Their iron law of force

https://archive.org/stream/in.ernet.dli.2015.507192/2015.507192.Hitler-A_djvu.txt
“[W]e live in a world, in the real world … that is governed by strength, that is governed by force, that is governed by power. These are the iron laws of the world that have existed since the beginning of time.” — Stephen Miller
He’s a Nazi. Prove me wrong, the late Charlie Kirk might say.
Marcy Wheeler put up a long post on Friday that you really ought to read on Stephen Miller’s theory of power. And about steps taken by AG Pam Bondi, Harmeet Dhillon, and Kash Patel in attempting “their own version of subjugation” in Minnesota.
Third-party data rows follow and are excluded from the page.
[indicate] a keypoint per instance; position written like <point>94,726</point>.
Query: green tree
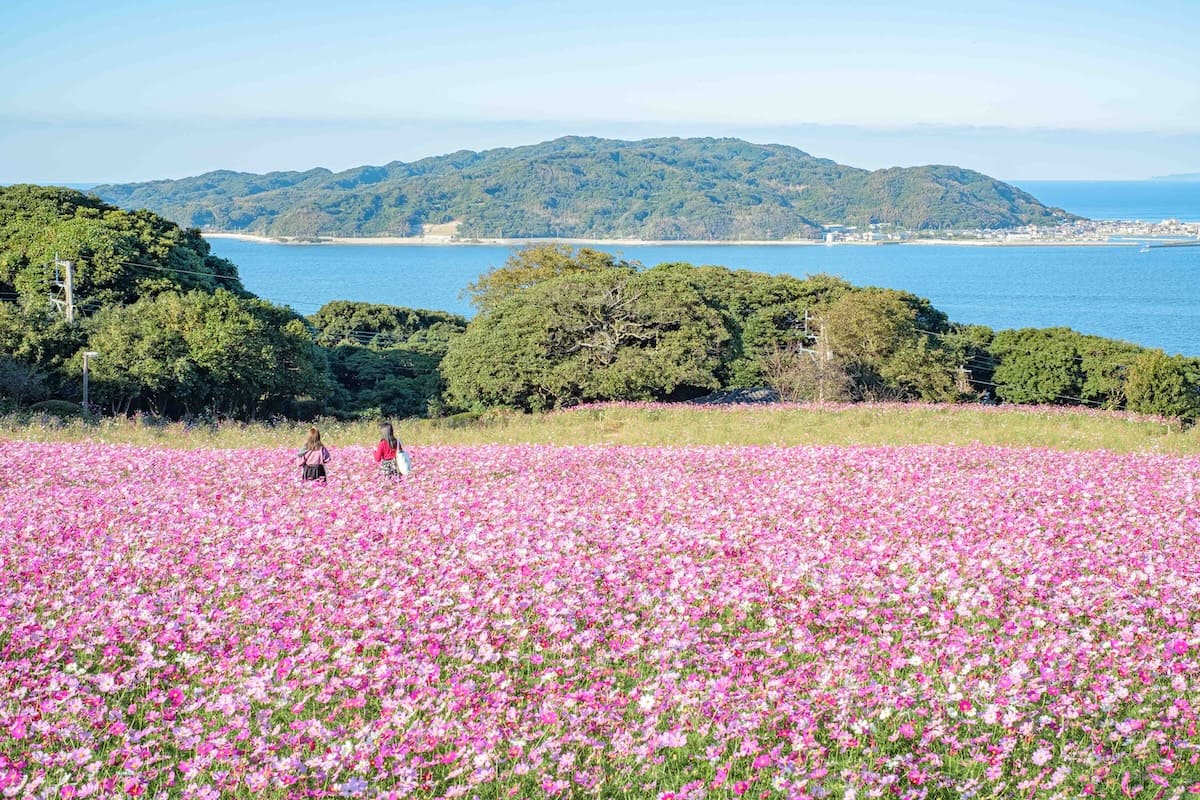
<point>119,256</point>
<point>535,264</point>
<point>585,336</point>
<point>889,344</point>
<point>180,354</point>
<point>1165,385</point>
<point>1037,366</point>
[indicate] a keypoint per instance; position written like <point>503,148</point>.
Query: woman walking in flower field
<point>390,453</point>
<point>313,457</point>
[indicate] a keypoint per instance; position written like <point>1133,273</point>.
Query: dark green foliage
<point>599,330</point>
<point>531,265</point>
<point>343,322</point>
<point>61,409</point>
<point>384,359</point>
<point>1060,366</point>
<point>588,336</point>
<point>180,354</point>
<point>598,188</point>
<point>119,256</point>
<point>1162,384</point>
<point>889,344</point>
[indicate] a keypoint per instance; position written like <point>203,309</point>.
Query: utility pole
<point>963,380</point>
<point>64,278</point>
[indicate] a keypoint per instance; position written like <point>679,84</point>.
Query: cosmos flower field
<point>529,621</point>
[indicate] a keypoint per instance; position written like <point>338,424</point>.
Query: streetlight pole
<point>87,356</point>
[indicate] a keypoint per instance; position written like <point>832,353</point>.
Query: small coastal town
<point>1080,232</point>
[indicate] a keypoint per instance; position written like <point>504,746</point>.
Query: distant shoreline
<point>447,241</point>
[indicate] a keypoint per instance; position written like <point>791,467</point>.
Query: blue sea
<point>1150,298</point>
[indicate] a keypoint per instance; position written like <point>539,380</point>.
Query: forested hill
<point>592,188</point>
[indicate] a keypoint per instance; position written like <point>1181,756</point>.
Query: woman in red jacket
<point>388,451</point>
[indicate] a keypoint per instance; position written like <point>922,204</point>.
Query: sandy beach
<point>449,241</point>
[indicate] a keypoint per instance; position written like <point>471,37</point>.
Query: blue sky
<point>141,89</point>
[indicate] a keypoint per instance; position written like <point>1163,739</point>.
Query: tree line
<point>179,336</point>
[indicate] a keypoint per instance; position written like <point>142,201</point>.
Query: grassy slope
<point>681,426</point>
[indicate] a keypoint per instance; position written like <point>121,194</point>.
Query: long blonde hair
<point>313,441</point>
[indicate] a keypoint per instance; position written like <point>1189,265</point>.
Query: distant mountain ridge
<point>593,188</point>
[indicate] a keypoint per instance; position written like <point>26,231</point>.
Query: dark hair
<point>388,434</point>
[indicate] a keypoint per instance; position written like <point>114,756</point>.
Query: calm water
<point>1151,298</point>
<point>1147,200</point>
<point>1119,292</point>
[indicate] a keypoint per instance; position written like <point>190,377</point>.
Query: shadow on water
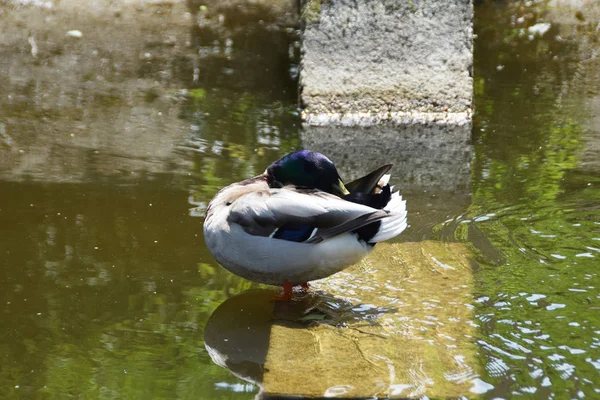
<point>237,335</point>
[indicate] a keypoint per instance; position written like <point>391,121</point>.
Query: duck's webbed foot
<point>288,289</point>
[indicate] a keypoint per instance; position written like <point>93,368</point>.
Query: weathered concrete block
<point>369,61</point>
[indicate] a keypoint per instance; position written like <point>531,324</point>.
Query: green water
<point>105,283</point>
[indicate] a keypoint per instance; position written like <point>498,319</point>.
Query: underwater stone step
<point>410,335</point>
<point>371,61</point>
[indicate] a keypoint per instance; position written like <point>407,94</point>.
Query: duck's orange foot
<point>287,292</point>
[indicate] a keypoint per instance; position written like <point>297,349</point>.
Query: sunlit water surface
<point>106,287</point>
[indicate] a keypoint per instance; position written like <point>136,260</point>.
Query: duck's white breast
<point>274,261</point>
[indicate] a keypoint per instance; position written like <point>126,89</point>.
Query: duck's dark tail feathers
<point>373,190</point>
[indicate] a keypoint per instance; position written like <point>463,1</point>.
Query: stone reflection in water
<point>115,102</point>
<point>431,164</point>
<point>398,325</point>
In the process of kidnapping people from their homes, abusing the citizens of the Twin Cities, and repeatedly violating half a dozen constitutional amendments, the Department of Justice has had to drop cases against drug traffickers for lack of prosecutors to manage the caseload. Nearly everyone with a conscience and commitment to the rule of law rather than the rule of Trump has left the department.
In making false statement after false statement about cases they’ve charged, and in violating court order after court order, Trump’s DOJ has gutted its own credibility and the government’s presumption of regularity with the courts.
Wheeler writes that Chief Judge Patrick Schiltz listed 96 orders ICE had blown off, and demanded that ICE start following the law:
This list should give pause to anyone—no matter his or her political beliefs—who cares about the rule of law. ICE has likely violated more court orders in January 2026 than some federal agencies have violated in their entire existence. The Court warns ICE that future noncompliance with court orders may result in future show‐cause orders requiring the personal appearances of Lyons or other government officials. ICE is not a law unto itself. ICE has every right to challenge the orders of this Court, but, like any litigant, ICE must follow those orders unless and until they are overturned or vacated.
Except becoming a law unto itself is the entire Trump administration’s raison d’etre. It is no accident that Miller’s beliefs echo Hitler’s. Back in Cold War days, right wingers might have called them fellow travelers.
Marcy brings receipts, as she does, as well as this summary:
Homeland Security Czar Stephen Miller’s attempt to impose his power in Minnesota, the same guy murderboating fishermen who might be carrying cocaine in the Caribbean in the name of halting fentanyl trafficking — has led to the collapse of drug trafficking cases because his attempt to subdue Minnesota by force has instead destroyed the Federal tools to impose order by law.
And now the one case Pam Bondi has prioritized over those drug trafficking cases, the Don Lemon case, threatens to become an indictment of Harmeet Dhillon’s misconduct in pursuing the indictment, her platforming of racist AI slop and gambling discussions before, then potentially misleading a grand jury so as to get her trophy in the form of one of Donald Trump’s Black adversaries.
None of this is good. None of it mitigates the damage Stephen Miller willfully did to Minnesota.
Minnesota lost and Stephen Miller lost. Everybody loses under Miller’s barbaric theory of power.
It’s our job to outwit, outplay, and outlast the barbarians inside the gate. Minnesota showed the way.